# coyote hunting this weekend...



## fish4wall

well no dogs...but still had fun!! not giving up...may try this weekend. 
thanks to everyone for the tips...


----------



## T-180

Keep after it, you'll figure it out. Saw one Thursday, one Saturday, & one this morning on my way to work ; they are out there in numbers & deserve more attention than they're getting.


----------



## fish4wall

thanks T..  keeo your fingers crossed


----------



## T-180

I'm going to have to get out after them behind the house as I've had to put the bird dog in the barn a couple nights per week when the yotes go off close to his kennel. Not worth risking an expensive little snack for them. Taken a couple trapping, but need to break out the centerfire & put the smack down of a couple.


----------



## fish4wall

how far are you from westerville????? lol


----------



## Bulldawg

Heading out myself here in a lil bit , will post later with some results . Hopefully good !


----------



## eatinbass

We wen out to Delaware SP yesterday, with no results. Going to try Saturday morning in NW Licking County


----------



## Bulldawg

Lastnight they were fired up ! Hunted a new farm adjacent to some other properties I hunt and decided to approach them from a different direction . Sat down turned the foxpro on with some coyote vocals and with in 5 minutes they were in shooting range . The first two were headed straight for me , then they boogered out . So I sat tight and had another one come in to my left right by the caller , he took off running after he got within 30yds . How I never saw him is beyond me , but I did take two shots at him . I thought I dropped him with the second shot . A few minutes later with the caller still running I had a fourth coyote appear in the field straight ahead 300+ yds away . That one never did commit and come down . Then right before I got up from my stool I had another group howling in response to my calling out in the middle of the cornfield , but I never did see them . It was total chaos for about 10 minutes , but man was it exciting . I went back today after work just to make sure that coyote wasnt laying dead somewhere in the cornfield , never found any signs that I hit it . But still a great experience to say the least !


----------



## fish4wall

THATS SSSOOO COOL BULLDAWG!!! i need to find me a spot like that.. 
thanks for the story!!


----------



## Ab02s

Im hoping to get out tonight for my first time coyote hunting. I have seen them on my property before so decided to purchase a couple manual calls and give it a shot. Hope i have as much action as bulldawg did!!!!


----------



## fish4wall

good luck Ab02s!! let us know how you do


----------



## Ab02s

Well no luck tonight. Did see a 8 point buck though. Next time I go I will have to start earlier in the evening so I will have more daylight, also will need to find a more open area to see further away instead of being deep in the woods.


----------



## fish4wall

next time Ab02s.. 
where you from?


----------



## t.stuller

I just wanted to offer a tip that has helped me alot. As a trapper I always have a bottle of fox urine (its available from most trap dealers). I place a small amount on a couple cotton balls then place them around me while calling. In my experience coyotes will always come with the wind in their face and nothing fires them up like thinking a fox just got a kill on their territory. Even with my scent loc on and appropriate scent control they have picked me off. Since using the fox urine they havent winded me. Hope this helps.


----------



## fish4wall

i'll need to try that...thanks


----------



## leupy

I told you this was a tuff job, but I have a friend who has a trapper using his property who has been catching them in snares. He tried to post pics on facebook but I couldn't get them.


----------



## Ab02s

Im from Medina


----------



## fish4wall

yes it is ron 
what i need to do is go out one night and call and see if i can't here some...


----------



## Ab02s

Just curious, what do you guys do with your coyotes when you get em?


----------



## fish4wall

if and when i get one  the guy next door works with a guy that tans hides...
he makes a quiver out of coyote hides with the head coming over your shoulder..that would be bad ass to show up to a 3d shoot!!!


----------



## t.stuller

Ab02s said:


> Just curious, what do you guys do with your coyotes when you get em?

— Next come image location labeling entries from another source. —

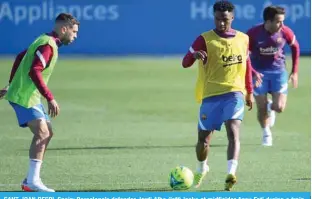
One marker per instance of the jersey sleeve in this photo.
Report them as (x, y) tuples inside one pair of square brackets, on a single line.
[(43, 56)]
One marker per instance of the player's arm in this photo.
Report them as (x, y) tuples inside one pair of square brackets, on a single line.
[(43, 56), (196, 51), (295, 52), (16, 63), (248, 81)]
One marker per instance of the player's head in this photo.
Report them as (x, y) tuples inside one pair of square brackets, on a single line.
[(273, 17), (223, 15), (66, 26)]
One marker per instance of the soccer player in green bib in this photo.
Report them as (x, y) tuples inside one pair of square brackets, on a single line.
[(28, 82)]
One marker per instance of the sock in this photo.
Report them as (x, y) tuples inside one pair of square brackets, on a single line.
[(202, 166), (232, 166), (267, 131), (34, 170)]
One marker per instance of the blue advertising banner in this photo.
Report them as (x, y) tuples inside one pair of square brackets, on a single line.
[(156, 195), (123, 27)]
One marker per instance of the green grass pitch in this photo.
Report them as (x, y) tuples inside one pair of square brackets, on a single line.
[(126, 122)]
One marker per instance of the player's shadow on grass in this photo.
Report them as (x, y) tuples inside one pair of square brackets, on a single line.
[(128, 147), (136, 190)]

Skin and stretch them, if they're prime. Manged- bury them. Rest- Leave for crows and opposums


----------



## Ab02s

Does anyone know if there is any value in just selling the fur?


----------



## Bulldawg

With prime fur you might get $7-$10 out of a whole animal ! Well good luck guys , coyote hunting is by no means easy . I have worked my butt off this winter going almost evey week once or twice since november and have only been able to shot one . I have called in like 10 coyotes but things just never worked in my favor to shoot one . But for sure always use the wind to your adavantage , but for me I stay away from the big open fields during the daytime . Usually just hunting them at night with red led lights designed for predator hunting . A good place to start for daytime calling is bedding areas that the deer use , this tactic has worked pretty good for me this year . Right now though coyote vocals are going to work good . Using lone howls, invitations howls , pup distress and so on . Good Luck everyone , hoping to get back out this weekend if I can . The coyotes have been moving good as of recently and responding very well to the calls . Will give a report this weekend if I head out !


----------



## leupy

Scott, Next time you are around have me show you my coyote hat, I wore it to Vance's a few times it was a hit. I don't think I want to wear it in the woods. I got the coyote in Az. and sent it to Indiana after tanned to have the hat made. It does draw attention.


----------



## fish4wall

cool ron will do  i need to stop out and give you back your speakers.


----------



## T-180

Hey Scott,
Is Marysville / Plain City too far for you to travel for yote hunting ?? If not, I'll talk to a cuple of the farmers around me & see if they'd mind a suburbanite coming out to thin the population ...... no guarantees !!


----------



## fish4wall

hell no!!!  let me know!! i'm going to head out in the morn..might hit delaware again.


----------



## T-180

Will do, may be a few days before I talk to them unless I run into them in church Sunday. I'll let you know.


----------



## fish4wall

thank ya sir!!!


----------



## Smallmouth Crazy

I have always wanted to do more Coyote hunting, I went a couple times a few years back with no luck. I seen a big healthy looking critter last summer just around the corner from my house during the day, didn't really seem to be concerned with much until I turned the truck around and started to eyeball him real good. I have considered going out and buying a caller and calling that area one night(but don't want to attract to much attention) on a side note just seen 9 deer on the way home from Tuttle mall with the wife.


----------



## Ab02s

Got out for the second time tonight and saw one!! I was with another first timer and ended up calling one in by hand right after sunset. It was about 200yds out when I saw it and it wasnt coming in any closer. I took my shot and missed it high. Id have to say im hooked now.


----------



## fish4wall

went back out sat morn..didnt see any but did hear a hen and a few toms talking love!!  
did find some scat..maybe i need to change it up and go out in the evenings.


----------



## Bulldawg

In my opinion going out at night will increase your chances dramatically right now . But if you dont have the lights for it , then go for the first few hours of the morning and the last 2 hours before dark . But as of recently the have been moving and reacting very well at night ! From 8pm - 11:30pm for me ! 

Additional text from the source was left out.